Appendix 1: assistance coordinating patches are prepared for GCC, Rust, Go, Python and binutils. GitHub, Bitbucket, and Jira also fixed the problem. The GitLab patch is in progress. To identify the adversarial code, it is proposed to use the following command:
grep -r \
$'[\u061C\u200E\u200F\u202A\u202B\u202C\u202D\u202E\u2066\u2067\u2068\u2069]' \
/path/to/source
Appendix 2: Russ Cox, one of the Plan 9 OS and the Go programming language developers, criticized the excessive attention to the described attack method, that has long been known (Go, Rust, C++, Ruby) and was not taken seriously. According to Cox, the problem mainly concerns the correct information rendering in code editors and web interfaces.
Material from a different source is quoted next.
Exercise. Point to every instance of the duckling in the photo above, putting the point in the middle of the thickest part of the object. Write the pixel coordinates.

Developers can solve the problem by introducing proper tools and code analyzers during code reviews. Therefore, instead of drawing attention to theoretical attacks, it would be better to focus on improving the code review processes and dependencies.
Russ Cox also considers that there's no need to fix the problem in compilers. Even if malicious characters are banned at the compiler level, many tools, such as build systems, assemblers, package managers, and various config and data parsers, will still allow the use of adversarial characters. The Rust project is given as an example. The developers prohibited the processing of LTR/RTL code in the compiler. However, they did not add a patch to the Cargo package manager. This allows an attacker to perform a similar attack through the Cargo.toml file. Files such as BUILD.bazel, CMakefile, Cargo.toml, Dockerfile, GNUmakefile, Makefile, go.mod, package.json, pom.xml, and requirements.txt also can produce an attack.
Note by the PVS-Studio team. It may be difficult to introduce a subtle vulnerability in the existing code. However, the vulnerability, described in the article, is real. In the PVS-Studio 7.16 release, we've implemented the V1076 diagnostic rule (C and C++) that detects suspicious Unicode sequences. For other languages (C#, Java), the corresponding diagnostics will appear in the next releases. Currently, our team is actively developing as a SAST solution. These new diagnostics will also be relevant to SAST.